There are two primary paths pursued in the United States by would-be copywriters and art directors. They can attend one of the estimated 300 colleges or universities granting undergraduate and/or graduate degrees in specialties such as advertising, mass communications or integrated marketing. Among those widely acknowledged as leaders in the field: Michigan State University, Northwestern University, Southern Methodist University, Syracuse University, the University of Florida-Gainesville, the University of Georgia-Athens, the University of Tennessee-Knoxville, the University of Texas-Austin, the University of Wisconsin-Madison and Virginia Commonwealth University. (Department of full disclosure: I am a Northwestern alumnus, in journalism; the one advertising course I took was fascinating, I seem to recall.)

Is anyone smart out there on the first path?
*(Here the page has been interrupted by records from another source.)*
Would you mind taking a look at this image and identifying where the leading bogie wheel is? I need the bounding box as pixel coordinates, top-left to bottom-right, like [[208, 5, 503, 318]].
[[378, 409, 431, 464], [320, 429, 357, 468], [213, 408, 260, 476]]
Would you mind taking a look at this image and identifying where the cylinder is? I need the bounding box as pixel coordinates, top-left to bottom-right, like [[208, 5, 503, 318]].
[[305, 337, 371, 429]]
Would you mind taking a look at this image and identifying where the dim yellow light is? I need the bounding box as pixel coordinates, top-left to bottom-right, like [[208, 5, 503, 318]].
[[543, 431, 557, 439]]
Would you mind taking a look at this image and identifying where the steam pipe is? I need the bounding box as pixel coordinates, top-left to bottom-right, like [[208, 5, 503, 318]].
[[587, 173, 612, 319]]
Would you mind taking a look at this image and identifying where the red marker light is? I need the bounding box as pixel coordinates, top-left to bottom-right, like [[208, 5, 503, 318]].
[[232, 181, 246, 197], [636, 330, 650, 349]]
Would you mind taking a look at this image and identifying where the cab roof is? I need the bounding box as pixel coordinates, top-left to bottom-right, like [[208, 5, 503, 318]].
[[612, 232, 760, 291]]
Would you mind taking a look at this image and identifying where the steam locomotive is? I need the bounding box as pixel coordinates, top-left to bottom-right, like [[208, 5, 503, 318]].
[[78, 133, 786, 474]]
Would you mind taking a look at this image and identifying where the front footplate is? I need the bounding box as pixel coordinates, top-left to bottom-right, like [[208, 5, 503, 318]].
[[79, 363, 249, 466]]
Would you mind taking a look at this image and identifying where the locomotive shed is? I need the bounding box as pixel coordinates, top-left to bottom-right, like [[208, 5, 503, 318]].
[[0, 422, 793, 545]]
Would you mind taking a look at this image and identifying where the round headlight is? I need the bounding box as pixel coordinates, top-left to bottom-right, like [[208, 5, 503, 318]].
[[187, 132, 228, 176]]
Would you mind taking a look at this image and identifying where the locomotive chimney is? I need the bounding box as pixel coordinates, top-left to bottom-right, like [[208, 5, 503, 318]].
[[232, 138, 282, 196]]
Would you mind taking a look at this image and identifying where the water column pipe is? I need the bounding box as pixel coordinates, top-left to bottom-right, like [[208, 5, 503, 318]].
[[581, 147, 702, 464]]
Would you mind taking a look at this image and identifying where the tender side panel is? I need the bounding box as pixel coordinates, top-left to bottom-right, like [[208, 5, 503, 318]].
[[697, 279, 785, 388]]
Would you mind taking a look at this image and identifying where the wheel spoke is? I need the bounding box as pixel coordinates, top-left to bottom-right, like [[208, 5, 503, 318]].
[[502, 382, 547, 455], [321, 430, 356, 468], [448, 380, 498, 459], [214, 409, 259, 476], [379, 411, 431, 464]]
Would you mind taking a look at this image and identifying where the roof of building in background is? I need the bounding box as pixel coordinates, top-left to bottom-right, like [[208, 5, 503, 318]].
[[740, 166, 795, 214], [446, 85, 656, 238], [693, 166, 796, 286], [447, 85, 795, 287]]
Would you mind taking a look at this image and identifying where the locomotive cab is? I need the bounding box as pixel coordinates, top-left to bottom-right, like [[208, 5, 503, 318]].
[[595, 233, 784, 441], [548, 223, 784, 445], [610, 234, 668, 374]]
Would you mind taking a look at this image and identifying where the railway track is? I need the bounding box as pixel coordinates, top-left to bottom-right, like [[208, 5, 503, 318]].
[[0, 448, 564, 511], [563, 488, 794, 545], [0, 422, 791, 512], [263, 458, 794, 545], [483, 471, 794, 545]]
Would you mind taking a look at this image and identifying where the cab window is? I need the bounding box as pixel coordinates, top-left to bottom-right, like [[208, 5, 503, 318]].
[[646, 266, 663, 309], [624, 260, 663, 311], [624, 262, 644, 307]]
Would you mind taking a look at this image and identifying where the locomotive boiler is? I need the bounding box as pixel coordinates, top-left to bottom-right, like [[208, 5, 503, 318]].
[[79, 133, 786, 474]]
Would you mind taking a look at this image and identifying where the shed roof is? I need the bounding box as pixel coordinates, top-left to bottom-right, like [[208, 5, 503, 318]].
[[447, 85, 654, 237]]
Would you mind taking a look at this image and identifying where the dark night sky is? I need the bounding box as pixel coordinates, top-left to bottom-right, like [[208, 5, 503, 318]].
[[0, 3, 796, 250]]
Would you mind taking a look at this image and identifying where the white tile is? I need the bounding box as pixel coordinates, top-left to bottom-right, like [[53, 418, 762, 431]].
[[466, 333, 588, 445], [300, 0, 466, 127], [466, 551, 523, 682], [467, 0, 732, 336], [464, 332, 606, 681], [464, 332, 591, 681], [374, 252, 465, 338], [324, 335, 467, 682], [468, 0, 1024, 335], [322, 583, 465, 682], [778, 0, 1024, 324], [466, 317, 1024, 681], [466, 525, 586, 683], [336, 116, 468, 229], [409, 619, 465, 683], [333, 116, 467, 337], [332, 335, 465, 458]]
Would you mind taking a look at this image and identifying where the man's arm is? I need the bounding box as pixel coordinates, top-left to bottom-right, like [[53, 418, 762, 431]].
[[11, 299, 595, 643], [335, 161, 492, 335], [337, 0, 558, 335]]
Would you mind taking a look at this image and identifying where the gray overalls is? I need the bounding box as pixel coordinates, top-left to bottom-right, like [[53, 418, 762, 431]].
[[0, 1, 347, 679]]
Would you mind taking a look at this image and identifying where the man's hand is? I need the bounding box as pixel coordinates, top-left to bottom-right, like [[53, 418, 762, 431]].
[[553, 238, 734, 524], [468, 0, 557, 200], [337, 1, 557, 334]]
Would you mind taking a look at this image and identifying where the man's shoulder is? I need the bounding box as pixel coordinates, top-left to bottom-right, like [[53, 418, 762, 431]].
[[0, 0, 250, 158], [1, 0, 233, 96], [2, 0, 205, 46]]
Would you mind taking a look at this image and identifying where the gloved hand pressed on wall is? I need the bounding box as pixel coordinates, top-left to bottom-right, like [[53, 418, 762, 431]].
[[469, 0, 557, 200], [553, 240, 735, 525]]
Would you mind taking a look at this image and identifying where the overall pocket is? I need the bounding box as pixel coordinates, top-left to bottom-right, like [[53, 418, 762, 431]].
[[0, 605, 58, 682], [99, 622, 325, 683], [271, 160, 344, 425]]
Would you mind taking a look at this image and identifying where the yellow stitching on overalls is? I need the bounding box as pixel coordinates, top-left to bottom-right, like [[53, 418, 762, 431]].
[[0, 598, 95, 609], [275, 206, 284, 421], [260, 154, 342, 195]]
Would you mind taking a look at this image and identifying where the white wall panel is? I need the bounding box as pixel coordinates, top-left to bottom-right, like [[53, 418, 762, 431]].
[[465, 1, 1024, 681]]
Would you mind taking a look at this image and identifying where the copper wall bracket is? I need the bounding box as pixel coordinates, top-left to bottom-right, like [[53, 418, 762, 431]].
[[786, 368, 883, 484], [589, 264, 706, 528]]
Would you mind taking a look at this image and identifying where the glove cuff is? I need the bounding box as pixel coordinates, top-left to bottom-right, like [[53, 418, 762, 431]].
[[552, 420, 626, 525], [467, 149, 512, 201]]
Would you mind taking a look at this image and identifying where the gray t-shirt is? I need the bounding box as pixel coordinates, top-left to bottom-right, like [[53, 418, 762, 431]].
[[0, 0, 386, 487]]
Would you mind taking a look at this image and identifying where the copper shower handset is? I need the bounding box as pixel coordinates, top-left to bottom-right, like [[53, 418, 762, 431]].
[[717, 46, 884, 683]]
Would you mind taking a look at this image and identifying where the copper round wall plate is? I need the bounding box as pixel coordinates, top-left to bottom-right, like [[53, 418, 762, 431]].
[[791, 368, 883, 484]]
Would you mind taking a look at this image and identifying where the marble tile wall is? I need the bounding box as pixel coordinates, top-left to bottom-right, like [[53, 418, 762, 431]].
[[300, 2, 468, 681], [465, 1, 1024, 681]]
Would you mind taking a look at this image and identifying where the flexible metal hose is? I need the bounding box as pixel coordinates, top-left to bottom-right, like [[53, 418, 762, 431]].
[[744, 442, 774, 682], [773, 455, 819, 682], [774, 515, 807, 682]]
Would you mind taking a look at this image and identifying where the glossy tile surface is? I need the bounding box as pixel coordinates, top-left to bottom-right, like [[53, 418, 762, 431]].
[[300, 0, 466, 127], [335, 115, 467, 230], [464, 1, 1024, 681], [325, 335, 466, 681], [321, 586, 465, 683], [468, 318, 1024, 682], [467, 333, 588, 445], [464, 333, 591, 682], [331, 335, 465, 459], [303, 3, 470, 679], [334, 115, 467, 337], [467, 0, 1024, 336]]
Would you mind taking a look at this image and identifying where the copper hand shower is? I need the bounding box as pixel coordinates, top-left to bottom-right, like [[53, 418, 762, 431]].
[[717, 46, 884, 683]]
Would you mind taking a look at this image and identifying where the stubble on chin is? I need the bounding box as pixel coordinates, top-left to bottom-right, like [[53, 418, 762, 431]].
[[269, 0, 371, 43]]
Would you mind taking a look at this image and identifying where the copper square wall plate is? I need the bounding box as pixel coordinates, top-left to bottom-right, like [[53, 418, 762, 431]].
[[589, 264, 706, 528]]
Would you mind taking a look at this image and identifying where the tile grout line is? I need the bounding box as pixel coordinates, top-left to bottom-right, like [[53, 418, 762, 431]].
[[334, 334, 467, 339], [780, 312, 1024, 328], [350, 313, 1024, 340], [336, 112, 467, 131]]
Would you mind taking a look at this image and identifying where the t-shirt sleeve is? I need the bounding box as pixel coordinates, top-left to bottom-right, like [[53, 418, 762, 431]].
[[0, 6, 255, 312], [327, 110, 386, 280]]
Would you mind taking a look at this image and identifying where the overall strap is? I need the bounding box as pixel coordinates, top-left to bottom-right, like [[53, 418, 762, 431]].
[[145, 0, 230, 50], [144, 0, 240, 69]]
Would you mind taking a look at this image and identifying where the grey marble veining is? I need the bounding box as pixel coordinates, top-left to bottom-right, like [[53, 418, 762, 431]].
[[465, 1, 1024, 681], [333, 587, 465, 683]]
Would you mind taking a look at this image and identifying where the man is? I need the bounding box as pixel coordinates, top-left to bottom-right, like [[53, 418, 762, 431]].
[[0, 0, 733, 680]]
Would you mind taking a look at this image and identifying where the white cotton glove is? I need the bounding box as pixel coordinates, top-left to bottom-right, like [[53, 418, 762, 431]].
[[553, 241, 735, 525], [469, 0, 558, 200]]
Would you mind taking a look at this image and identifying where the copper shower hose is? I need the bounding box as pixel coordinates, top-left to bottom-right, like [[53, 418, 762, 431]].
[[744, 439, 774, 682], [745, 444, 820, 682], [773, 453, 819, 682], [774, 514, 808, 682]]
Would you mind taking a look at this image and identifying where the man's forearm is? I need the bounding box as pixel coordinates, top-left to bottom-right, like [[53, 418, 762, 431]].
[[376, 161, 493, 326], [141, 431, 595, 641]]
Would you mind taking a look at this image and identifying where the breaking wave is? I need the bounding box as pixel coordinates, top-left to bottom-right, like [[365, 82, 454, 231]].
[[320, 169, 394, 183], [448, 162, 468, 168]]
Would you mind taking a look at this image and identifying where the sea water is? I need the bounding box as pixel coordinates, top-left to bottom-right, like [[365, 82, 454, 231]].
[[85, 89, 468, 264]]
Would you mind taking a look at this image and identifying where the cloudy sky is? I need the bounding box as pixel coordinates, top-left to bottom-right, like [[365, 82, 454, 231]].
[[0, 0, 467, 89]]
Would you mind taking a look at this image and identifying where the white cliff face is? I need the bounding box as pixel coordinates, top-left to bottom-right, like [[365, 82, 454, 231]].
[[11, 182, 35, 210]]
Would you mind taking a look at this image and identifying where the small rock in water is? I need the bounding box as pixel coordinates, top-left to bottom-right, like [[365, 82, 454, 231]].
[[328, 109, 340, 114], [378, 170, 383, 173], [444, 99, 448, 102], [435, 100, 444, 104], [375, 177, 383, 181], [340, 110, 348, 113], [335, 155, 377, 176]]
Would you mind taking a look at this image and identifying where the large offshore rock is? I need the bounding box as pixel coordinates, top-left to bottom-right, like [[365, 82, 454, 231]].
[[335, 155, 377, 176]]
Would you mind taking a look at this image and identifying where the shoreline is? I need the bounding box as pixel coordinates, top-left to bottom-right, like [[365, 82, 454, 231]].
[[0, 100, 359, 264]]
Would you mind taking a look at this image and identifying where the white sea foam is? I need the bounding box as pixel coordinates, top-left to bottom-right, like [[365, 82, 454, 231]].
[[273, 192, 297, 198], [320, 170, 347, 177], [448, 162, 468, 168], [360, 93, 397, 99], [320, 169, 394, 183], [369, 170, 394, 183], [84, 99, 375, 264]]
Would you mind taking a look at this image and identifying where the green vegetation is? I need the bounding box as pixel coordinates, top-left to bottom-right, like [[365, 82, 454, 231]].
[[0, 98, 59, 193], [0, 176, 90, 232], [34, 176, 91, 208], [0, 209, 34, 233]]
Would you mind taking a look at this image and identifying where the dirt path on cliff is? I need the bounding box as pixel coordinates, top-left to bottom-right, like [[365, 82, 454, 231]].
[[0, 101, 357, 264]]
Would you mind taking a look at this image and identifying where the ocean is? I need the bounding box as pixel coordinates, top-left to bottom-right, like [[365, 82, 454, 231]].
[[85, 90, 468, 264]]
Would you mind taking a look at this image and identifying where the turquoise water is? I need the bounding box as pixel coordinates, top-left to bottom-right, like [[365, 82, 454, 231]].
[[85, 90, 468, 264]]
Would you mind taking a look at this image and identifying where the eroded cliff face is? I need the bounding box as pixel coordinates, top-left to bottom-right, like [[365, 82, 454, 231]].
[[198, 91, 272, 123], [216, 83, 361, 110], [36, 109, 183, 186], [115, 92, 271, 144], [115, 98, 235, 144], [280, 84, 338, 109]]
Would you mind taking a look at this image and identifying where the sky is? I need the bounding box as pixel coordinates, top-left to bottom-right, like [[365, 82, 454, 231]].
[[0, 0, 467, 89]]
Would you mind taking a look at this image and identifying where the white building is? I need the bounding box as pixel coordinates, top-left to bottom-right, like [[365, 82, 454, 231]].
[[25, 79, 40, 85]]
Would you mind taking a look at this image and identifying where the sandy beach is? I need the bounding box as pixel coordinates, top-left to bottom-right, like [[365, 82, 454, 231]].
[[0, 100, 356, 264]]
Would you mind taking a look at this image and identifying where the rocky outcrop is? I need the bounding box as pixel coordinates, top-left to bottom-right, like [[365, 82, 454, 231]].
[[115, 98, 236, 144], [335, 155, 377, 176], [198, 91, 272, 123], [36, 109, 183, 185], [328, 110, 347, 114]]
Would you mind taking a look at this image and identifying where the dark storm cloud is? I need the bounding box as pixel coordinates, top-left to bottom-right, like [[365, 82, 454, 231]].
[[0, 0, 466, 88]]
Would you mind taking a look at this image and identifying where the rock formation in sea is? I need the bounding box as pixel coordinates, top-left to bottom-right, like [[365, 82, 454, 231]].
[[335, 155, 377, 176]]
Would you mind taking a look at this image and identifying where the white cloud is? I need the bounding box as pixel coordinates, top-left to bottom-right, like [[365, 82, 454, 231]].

Well, when Nokia tested a "New U" programme to find creative minds at the university level, two spots created by students in the pilot effort at the University of Missouri-Columbia became national commercials produced by the Nokia agency, the Richards Group. And the winners of the top honours at the 2001/2002 Richmond (Virginia) Show were two first-year students from Virginia Commonwealth's Adcenter.

However, the first path requires the potential Bernbach, Burnett, Clow or Krone to be fairly certain, fairly early in life of a career course.

If you're creative, can you really decide anything of consequence so soon?

Thus there's the second path, going on as a post-graduate after getting a liberal arts degree to take courses at what are known as portfolio centres from industry pros who teach there part-time.

"They're what I call finishing schools," Mary Warlick, the executive director of the prestigious One Club for Art and Copy in New York, the proprietor of the One Show, says. "Through them, the students meet people, learn to network, learn how to look for jobs and tune up their books."

Among the more esteemed portfolio schools are: the Academy of Art College, the Art Center College of Design (aka Pasadena Art Center), Creative Circus, the Miami Ad School, the Portfolio Center and the School of Visual Arts.

"It's inspiring, what all these kids do," Gerry Rubin, the chief executive of Rubin Postaer & Associates, the American Honda Motor agency, says.

He and his partner, Larry Postaer, the executive vice-president, started a four-year, $225,000 scholarship for minority students at the Pasadena Art Center. $225,000? That would buy a lot of Hondas.